More children are becoming classified as vulnerable
Mr Adamson also warned that increasing numbers of children could find themselves in the vulnerable category as a result of Covid-19-related reduction in services.
“I’m really concerned that a lot of the early intervention services are falling away – things like health visitors and counsellors in schools. We have seen increases in ChildLine calls and an increase in Child Protection Orders.”
Families that were already being given help were continuing to receive support, he said. But there were other households at risk.
“It is the ones (families) relying on universal services or were just struggling and needed some more support and hadn’t gone into the statutory system. They are the ones that are really worrying. If we are not being proactive in supporting children, then there is real risk,” Mr Adamson said.
The struggle for food for poverty-stricken households
Families that rely on free school meals were struggling, a problem that was likely to get worse over the summer given the pressure on charities and other organisations helping feed the poorer members of society.

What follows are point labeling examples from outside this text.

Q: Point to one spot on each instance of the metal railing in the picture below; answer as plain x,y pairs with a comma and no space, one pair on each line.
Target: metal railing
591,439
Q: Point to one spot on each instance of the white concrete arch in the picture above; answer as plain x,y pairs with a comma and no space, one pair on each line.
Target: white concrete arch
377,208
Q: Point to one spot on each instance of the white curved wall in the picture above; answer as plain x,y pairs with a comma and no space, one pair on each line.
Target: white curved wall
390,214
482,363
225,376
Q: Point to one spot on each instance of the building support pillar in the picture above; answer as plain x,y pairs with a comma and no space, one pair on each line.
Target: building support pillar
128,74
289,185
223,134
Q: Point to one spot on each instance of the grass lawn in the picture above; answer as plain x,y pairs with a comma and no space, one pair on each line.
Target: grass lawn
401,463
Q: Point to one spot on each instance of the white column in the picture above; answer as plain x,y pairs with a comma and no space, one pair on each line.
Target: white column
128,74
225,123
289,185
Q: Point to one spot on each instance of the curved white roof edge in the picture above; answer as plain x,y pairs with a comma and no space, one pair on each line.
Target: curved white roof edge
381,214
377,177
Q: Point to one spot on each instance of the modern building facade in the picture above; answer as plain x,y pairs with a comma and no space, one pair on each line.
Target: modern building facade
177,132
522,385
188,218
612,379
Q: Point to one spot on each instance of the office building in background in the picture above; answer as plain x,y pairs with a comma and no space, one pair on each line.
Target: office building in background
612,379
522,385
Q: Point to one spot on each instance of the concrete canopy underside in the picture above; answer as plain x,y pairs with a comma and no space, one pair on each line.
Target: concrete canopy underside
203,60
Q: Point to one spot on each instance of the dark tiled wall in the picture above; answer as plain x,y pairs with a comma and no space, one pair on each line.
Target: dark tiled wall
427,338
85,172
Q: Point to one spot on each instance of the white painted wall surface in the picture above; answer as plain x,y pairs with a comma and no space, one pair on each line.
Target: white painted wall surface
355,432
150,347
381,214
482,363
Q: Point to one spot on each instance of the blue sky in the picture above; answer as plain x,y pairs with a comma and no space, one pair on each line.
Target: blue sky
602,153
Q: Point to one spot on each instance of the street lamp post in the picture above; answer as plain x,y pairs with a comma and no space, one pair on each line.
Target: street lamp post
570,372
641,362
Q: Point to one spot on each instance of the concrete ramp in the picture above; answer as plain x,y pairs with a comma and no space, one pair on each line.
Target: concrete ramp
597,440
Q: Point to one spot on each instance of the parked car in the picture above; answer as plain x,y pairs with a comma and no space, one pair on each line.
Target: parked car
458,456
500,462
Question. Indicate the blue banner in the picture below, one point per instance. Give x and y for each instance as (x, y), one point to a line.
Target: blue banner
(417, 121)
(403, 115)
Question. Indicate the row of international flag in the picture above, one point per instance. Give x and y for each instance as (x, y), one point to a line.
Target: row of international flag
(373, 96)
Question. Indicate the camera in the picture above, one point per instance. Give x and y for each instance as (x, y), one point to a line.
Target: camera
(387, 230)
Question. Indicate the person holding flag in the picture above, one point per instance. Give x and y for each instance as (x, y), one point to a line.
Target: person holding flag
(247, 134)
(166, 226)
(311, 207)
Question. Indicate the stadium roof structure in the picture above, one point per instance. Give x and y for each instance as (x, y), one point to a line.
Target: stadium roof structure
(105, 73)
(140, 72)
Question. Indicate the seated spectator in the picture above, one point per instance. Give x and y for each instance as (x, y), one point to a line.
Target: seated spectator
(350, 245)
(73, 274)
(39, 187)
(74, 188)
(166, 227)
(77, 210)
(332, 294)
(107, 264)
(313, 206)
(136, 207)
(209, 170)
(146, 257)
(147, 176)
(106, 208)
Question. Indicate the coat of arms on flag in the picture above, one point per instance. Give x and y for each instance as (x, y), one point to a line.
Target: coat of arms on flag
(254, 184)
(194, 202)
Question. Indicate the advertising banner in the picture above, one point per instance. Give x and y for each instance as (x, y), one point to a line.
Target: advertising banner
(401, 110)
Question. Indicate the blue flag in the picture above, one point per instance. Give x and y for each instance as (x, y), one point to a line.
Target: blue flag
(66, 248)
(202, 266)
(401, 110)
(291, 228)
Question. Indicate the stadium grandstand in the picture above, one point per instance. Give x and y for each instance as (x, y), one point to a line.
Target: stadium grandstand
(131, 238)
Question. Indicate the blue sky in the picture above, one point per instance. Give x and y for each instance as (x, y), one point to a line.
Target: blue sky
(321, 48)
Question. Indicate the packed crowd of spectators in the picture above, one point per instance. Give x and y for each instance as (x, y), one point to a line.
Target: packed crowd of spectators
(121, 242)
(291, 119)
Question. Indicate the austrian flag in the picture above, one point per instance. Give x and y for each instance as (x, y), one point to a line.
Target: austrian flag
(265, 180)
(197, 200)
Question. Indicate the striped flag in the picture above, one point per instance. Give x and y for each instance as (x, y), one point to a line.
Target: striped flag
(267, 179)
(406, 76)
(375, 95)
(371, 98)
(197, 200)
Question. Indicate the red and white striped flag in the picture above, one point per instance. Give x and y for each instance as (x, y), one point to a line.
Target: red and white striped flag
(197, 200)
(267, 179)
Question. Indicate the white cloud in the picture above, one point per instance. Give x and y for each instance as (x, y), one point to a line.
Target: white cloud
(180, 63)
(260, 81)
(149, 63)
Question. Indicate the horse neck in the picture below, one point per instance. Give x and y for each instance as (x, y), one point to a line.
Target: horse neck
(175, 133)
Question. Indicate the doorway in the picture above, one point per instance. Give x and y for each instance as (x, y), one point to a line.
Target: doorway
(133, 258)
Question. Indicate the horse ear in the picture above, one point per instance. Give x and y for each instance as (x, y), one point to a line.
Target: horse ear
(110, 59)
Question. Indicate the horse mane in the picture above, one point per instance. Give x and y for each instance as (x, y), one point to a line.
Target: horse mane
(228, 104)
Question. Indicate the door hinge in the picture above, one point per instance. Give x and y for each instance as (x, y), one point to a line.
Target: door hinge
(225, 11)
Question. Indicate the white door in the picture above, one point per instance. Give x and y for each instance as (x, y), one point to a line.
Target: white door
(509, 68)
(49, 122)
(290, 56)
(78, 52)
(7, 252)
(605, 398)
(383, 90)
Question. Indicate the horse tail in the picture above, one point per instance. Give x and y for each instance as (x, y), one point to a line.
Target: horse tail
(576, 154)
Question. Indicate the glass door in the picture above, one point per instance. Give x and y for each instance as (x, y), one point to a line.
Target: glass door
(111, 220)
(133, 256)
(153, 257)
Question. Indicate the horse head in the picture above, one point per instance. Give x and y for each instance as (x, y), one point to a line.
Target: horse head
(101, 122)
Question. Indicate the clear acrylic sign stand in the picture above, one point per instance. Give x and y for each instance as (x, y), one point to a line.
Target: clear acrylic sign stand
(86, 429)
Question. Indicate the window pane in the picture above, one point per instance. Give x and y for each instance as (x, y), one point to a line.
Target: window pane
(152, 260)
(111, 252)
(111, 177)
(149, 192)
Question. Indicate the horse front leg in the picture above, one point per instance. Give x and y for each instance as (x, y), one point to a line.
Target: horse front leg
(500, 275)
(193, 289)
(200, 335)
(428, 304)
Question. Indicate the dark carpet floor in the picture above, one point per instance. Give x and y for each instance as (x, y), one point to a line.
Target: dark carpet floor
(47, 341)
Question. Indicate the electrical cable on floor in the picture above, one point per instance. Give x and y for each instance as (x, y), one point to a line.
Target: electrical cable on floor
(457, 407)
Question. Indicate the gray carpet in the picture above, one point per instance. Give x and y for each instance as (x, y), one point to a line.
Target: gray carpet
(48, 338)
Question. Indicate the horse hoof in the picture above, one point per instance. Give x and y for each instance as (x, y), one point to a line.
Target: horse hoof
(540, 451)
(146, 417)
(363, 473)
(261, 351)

“One of the most concerning things in Scotland is that we have hungry children. It is a political failure that children are hungry,” Mr Adamson said. “We had that before Covid. It is worse after Covid and it is going to be worse over the summer, unless we make sure we have proper provision in place and there’s real clarity after August in terms of what’s going to be in place in terms of blended learning.
“What we need is real guarantees of food security for children across the country.”
The psychological impact for demotivated pupils
The crisis was affecting pupils of all backgrounds. Mr Adamson said children had become demotivated and were being affected by what he described as an “education and mental health crisis”.
It is not scaremongering to say what we are talking about is a risk of long-term impact on emotional and psychological impact on children.”
“One of the things that worries me most at the moment is hearing that children are starting to get really demotivated and their feeling of happiness and engagement is being steadily reduced from being off school, excessive screen time and lack of relationship-based stuff – direct, peer-to-peer learning and support,” Mr Adamson said.
He added: “It is not scaremongering to say what we are talking about is a risk of long-term impact on emotional and psychological impact on children.”